Festival co-curator Simon Longstaff tweeted: ‘Have not the ‘Islamophobes’ already won the day when a person dare not speak on controversial matters because he is Muslim?’




  • Eliza F says:

    “Nothing is gained by censorship except the closing of minds. Evil exists in this world and art must seek to confront it” – Norman Lebrecht, referring to the Met’s decision to cancel it’s simulcast of the Death of Klinghoffer.

    In which case, what is your view of this “inflammatory speech”? Should it have been dropped?

    • norman lebrecht says:

      The suppression of incitement to murder is not censorship; it is the prevention of murder.

      • Eliza F says:

        Well, you may be right that it ought to have been stopped, but it is still “censorship”. You simply mean that it is justified censorship.

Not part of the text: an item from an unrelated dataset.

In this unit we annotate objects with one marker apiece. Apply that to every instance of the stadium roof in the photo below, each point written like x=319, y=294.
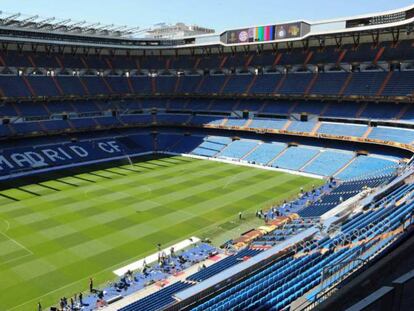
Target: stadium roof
x=22, y=29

        As to whether it is incitement to murder or not, we don’t really know because he didn’t actually get to deliver the talk. We only know the title of the speech. It may have been intended in an ironic manner. Or he may have contradicted it during his talk. That is one of the problems with censorship, of course. We don’t get to make our own minds up about the things people say and think because we don’t get to hear them.

        Incidentally, we don’t always censor people for “inciting” murder. Plenty of people are currently “inciting” Obama to bomb Iraq, for instance. No-one has suggested that this ought to be censored.

      • Dave T says:

        How is this censorship? An organization, a venue chooses not to have this individual speak. It is under no obligation to do so. It may be uncomfortable that they announced him, then cancelled him. Had they never signed him at all would that be censorship?

        This man can go elsewhere (other hall, internet, Facebook, street corner, etc) and say anything he pleases…. at least in a free country like Australia. Now on the other hand, try saying anything you please in a country like Saudi Arabia or Iran, then you will learn what is actual censorship.

  • Edgar Brenninkmeyer says:

    I wonder what the benefits are of a “Festival of Dangerous Ideas at the Sydney Opera House”? Just asking….

    • william osborne says:

      The Festival of Dangerous Ideas is presented in association with St James Ethics Centre. Ethical philosophers often explore and debate the paradoxes and contradictions of extreme ideas for the insights they provide about moral systems. Several of the talks have ironic titles, like Elizabeth Pisani’s “Corruption Makes the World Go Round” and Alissa Nutting’s “Women Are Sexual Predators.” In 2011, a member of the Bush administration gave a talk about why the administration thought the torture of prisoners was necessary.

      Badar’s talk was to address why honor and killing are linked in many cultures. (The U.S. places great honour on killing enemies.) He categorically denies that he endorses “honour killings or any form of violence against women.” (After watching videos of him speak, I’m not sure I believe him.) He says he agreed to discuss the topic after the organizers provided the title “Honor Killings Are Morally Justifiable.” Muslim groups in Sydney that work to oppose honour killings were largely responsible for the cancellation.

      BTW, one of the reasons Europeans made mass rape an instrument of war in the Balkans is because of the dishonor they knew it brought upon Muslim women.

  • David Boxwell says:

    I propose a safer “Festival of Modestly Upsetting Opinions at the Sydney Opera House.”

  • James Inverne says:

    I don’t think it’s true to say that “the US places great honour upon killing enemies”. The killing of Bin Laden was met with a divided reaction and the official photo showed, not a grinning, triumphant President, but the situation room where Hilary Clinton looked suitably grave and shocked at the whole thing. The killing of Saddam was done by the Iraqis, you may say conveniently for the Americans, but it was not greeted with rabid triumphalism by the regime or the US media. These are not hallmarks of a society that associates killing with honour. Sorry, I know this is of topic in terms of music and arts, but a important point I feel.